How is it diagnosed?
Endometriosis is typically diagnosed through a combination of:
Medical history and physical exam: The doctor will ask about your symptoms, menstrual history, and family history. A physical exam, including a pelvic exam, may be performed.
Pelvic exam: The doctor manually palpates (feels) the pelvic organs to check for abnormalities, such as cysts on your ovaries or scars behind your uterus.
Imaging tests:
Ultrasound: A transvaginal ultrasound can help identify cysts associated with endometriosis (endometriomas), but it is not able to definitively diagnose the condition or detect smaller lesions.
Magnetic resonance imaging (MRI): An MRI can provide detailed images of the pelvic organs and can help identify larger endometriosis implants and differentiate them from other conditions.
Laparoscopy: This is the gold standard for diagnosing endometriosis. A surgeon makes a small incision in the abdomen and inserts a thin, lighted instrument with a camera (laparoscope) to view the pelvic organs. If endometriosis is suspected, a biopsy (tissue sample) can be taken and examined under a microscope for confirmation.
Timeline of Symptoms
The timeline of endometriosis symptoms varies significantly among individuals. Some women experience symptoms from their first menstrual period (menarche), while others may not develop noticeable symptoms until later in life.

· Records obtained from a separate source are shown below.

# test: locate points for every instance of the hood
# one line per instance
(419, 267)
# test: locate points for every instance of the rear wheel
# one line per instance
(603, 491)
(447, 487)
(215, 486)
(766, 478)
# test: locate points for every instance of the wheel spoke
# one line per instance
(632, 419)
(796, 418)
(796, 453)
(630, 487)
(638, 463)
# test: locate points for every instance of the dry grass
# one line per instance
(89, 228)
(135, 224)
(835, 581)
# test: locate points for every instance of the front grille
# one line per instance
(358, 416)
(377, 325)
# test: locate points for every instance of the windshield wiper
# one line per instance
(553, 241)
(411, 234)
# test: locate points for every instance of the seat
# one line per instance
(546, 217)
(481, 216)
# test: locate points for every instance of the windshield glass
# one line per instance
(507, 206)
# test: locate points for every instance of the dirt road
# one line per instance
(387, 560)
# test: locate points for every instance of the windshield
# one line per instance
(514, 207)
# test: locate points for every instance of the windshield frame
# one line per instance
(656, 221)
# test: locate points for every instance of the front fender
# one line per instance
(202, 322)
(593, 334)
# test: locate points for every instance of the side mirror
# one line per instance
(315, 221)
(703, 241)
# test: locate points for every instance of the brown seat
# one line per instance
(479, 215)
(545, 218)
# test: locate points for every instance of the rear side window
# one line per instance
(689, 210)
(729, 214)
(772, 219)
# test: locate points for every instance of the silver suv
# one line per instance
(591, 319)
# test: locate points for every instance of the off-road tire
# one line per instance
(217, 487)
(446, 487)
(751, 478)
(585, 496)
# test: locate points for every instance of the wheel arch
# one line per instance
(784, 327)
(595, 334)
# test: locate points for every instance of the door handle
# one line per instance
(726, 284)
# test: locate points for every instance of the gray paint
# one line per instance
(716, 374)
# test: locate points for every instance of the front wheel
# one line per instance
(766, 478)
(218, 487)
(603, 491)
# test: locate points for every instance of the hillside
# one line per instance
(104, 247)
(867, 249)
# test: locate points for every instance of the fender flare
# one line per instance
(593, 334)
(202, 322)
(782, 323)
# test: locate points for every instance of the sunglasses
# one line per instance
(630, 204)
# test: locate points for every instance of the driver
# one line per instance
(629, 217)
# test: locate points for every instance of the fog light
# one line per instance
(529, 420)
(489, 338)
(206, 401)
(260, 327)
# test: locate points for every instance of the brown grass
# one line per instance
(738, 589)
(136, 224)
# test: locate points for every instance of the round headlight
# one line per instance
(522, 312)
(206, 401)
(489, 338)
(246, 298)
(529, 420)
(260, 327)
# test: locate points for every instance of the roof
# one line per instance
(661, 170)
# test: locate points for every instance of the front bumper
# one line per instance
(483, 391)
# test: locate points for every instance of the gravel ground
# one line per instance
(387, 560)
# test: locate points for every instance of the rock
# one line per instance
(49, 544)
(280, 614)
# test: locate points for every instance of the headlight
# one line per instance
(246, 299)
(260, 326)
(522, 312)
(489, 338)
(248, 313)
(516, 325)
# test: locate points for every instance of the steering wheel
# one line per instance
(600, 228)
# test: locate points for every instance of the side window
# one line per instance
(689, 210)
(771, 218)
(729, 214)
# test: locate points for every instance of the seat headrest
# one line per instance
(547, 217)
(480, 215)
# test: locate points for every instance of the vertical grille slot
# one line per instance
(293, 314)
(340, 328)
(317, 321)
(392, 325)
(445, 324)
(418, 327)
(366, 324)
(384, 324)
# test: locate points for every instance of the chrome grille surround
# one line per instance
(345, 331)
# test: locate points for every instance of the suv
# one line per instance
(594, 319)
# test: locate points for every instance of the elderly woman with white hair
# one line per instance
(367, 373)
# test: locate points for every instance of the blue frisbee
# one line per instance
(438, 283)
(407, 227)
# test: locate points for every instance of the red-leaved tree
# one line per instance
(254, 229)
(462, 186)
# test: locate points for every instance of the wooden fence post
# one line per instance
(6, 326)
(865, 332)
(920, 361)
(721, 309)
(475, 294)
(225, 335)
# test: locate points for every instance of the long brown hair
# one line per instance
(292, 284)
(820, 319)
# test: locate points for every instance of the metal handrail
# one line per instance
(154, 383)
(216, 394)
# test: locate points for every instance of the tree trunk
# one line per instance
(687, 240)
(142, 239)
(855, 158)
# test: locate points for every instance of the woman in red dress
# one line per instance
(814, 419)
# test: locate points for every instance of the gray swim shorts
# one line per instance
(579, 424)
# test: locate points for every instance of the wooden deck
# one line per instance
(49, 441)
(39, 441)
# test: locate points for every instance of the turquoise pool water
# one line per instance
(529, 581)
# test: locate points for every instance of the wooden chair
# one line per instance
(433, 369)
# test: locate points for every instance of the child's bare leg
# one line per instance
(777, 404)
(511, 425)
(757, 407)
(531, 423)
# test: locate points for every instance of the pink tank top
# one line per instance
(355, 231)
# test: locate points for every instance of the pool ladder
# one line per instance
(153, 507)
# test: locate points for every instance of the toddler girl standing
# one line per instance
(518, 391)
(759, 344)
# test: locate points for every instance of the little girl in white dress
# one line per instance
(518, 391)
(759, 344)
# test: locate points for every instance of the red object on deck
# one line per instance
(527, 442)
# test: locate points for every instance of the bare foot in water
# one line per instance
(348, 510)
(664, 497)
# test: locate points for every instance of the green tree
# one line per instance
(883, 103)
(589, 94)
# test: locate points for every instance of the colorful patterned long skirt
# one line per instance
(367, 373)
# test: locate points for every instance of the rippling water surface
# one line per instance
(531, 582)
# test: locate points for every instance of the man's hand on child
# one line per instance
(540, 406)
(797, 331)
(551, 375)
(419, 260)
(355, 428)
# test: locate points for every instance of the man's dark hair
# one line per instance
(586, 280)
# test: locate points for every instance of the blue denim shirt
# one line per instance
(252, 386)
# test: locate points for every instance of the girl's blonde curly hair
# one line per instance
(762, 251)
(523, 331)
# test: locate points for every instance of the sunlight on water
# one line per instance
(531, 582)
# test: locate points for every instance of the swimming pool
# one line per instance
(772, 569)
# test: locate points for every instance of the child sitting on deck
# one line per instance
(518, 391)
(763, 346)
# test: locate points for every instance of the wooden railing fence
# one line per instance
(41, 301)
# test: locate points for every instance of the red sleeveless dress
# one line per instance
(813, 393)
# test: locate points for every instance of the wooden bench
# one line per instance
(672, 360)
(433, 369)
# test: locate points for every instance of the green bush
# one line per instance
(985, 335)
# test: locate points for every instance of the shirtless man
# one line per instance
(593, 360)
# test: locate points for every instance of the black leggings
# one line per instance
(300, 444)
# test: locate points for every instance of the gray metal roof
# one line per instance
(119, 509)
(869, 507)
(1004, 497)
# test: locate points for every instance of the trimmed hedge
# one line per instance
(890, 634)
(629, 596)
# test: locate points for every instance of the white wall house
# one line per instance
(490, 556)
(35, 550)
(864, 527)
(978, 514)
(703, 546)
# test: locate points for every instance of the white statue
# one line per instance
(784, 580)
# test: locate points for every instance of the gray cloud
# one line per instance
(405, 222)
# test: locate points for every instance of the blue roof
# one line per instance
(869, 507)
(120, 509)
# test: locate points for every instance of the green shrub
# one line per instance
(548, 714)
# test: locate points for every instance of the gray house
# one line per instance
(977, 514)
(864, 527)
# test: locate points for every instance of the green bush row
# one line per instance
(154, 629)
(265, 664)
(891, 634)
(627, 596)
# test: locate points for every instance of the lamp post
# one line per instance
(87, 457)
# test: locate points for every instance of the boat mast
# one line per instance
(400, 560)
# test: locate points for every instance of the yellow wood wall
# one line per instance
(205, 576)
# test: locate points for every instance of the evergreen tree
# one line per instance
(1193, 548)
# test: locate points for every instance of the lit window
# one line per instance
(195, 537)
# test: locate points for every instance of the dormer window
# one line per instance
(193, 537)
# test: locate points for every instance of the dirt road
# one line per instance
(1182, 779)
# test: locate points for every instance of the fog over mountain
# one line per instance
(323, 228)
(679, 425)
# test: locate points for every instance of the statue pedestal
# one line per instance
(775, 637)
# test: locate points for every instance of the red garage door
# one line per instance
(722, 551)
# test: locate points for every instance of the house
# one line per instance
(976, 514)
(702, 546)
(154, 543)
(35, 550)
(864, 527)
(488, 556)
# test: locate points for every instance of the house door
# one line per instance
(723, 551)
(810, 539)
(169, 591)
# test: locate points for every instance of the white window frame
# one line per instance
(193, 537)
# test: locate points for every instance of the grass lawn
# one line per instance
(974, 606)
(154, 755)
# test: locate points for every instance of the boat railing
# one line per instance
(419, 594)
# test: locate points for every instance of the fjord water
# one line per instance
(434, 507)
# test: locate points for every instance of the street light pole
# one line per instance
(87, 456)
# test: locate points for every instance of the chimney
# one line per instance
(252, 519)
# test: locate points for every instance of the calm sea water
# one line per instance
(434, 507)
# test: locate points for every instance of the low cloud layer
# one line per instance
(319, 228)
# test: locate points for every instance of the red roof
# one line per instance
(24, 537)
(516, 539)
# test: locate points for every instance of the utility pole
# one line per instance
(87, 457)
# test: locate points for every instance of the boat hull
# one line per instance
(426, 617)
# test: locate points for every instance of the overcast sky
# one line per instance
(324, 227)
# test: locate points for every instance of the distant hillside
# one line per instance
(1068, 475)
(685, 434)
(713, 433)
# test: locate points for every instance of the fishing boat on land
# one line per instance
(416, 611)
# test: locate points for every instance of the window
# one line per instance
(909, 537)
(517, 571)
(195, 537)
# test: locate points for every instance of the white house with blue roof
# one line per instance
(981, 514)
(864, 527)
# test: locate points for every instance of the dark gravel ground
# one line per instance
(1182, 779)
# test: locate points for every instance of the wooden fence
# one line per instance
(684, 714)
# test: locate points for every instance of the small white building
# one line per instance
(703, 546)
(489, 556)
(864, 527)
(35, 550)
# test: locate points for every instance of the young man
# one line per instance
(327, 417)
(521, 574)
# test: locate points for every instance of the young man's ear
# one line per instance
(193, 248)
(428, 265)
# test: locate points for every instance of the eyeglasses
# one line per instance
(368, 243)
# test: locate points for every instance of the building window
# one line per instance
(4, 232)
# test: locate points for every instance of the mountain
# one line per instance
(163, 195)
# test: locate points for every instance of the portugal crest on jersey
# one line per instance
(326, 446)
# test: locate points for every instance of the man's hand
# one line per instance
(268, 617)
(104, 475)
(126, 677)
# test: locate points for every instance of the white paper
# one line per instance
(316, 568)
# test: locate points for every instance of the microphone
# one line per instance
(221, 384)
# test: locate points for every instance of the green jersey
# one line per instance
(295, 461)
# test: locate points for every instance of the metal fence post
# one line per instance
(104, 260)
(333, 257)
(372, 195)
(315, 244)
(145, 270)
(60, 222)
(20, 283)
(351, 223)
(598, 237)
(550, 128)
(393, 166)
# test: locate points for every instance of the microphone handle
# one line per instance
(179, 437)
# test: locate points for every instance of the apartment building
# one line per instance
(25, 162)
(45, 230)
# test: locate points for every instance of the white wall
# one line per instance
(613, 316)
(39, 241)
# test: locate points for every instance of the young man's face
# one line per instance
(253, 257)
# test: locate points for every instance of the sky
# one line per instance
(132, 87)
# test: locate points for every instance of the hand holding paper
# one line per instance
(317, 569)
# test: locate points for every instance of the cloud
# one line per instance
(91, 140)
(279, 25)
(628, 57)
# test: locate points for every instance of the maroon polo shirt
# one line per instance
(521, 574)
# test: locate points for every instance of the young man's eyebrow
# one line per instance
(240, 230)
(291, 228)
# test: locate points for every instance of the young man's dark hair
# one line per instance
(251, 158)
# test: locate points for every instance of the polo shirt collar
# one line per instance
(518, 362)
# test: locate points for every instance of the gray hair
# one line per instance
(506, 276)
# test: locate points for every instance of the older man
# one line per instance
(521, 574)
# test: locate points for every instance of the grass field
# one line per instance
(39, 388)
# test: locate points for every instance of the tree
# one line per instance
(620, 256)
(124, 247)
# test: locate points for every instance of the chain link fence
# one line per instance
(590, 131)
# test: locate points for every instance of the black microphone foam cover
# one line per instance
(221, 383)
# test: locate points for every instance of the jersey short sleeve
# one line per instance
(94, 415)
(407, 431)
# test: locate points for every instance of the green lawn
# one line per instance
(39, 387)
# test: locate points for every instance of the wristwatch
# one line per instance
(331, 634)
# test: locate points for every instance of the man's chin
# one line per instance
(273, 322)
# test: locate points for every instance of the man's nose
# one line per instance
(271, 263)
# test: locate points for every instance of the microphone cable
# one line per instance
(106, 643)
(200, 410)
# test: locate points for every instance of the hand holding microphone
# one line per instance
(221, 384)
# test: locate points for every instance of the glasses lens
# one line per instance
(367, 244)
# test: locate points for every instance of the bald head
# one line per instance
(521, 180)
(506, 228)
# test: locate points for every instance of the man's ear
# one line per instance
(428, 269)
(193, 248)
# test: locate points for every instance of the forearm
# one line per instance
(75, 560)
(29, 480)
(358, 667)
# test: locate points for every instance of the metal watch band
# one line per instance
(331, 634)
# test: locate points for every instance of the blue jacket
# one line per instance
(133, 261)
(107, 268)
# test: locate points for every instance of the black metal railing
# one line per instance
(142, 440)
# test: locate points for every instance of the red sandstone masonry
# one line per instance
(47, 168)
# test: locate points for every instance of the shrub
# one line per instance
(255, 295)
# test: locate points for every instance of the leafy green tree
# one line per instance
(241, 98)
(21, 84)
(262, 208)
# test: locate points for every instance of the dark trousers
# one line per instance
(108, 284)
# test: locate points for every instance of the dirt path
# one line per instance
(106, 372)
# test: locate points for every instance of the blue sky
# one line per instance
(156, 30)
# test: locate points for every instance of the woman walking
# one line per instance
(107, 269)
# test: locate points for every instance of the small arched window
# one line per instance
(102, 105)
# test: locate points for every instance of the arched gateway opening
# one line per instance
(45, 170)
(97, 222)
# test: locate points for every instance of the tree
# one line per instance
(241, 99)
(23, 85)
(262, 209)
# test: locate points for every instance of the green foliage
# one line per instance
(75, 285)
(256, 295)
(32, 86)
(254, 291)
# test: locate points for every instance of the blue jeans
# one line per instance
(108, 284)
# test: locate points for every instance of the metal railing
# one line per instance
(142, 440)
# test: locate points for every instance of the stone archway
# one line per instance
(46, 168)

The progression of symptoms can also vary:
Early Stages: May involve mild pelvic pain or discomfort during menstruation, which may be dismissed as normal menstrual cramps.
Progressive Stages: Symptoms may gradually worsen over time, with increased pain intensity, longer duration of painful periods, pain during intercourse, and other associated symptoms.
Fluctuating Symptoms: Symptoms can fluctuate in severity, with periods of remission or reduced pain followed by periods of increased pain and other symptoms.
Silent Endometriosis: Some individuals may have endometriosis without experiencing any noticeable symptoms.
Important Considerations
Infertility: Endometriosis can significantly impact fertility. If you are trying to conceive and have endometriosis, discuss your options with a fertility specialist.
Pain Management: Effective pain management is crucial for improving the quality of life for women with endometriosis. A multidisciplinary approach involving medication, lifestyle changes, and potentially surgery may be necessary.
Surgical Options: Surgery to remove endometrial implants can be an effective treatment option, but it is not a cure. Endometriosis can recur after surgery. Hysterectomy (removal of the uterus) and oophorectomy (removal of the ovaries) may be considered in severe cases when other treatments have failed, but these options are not suitable for women who wish to preserve their fertility.
Mental Health: Living with chronic pain and infertility can take a toll on mental health. Seeking support from a therapist or counselor can be beneficial.
Individualized Treatment: The best treatment plan for endometriosis is individualized and depends on the severity of symptoms, the patient's age, their desire to have children, and their overall health. Close collaboration with a healthcare provider is essential.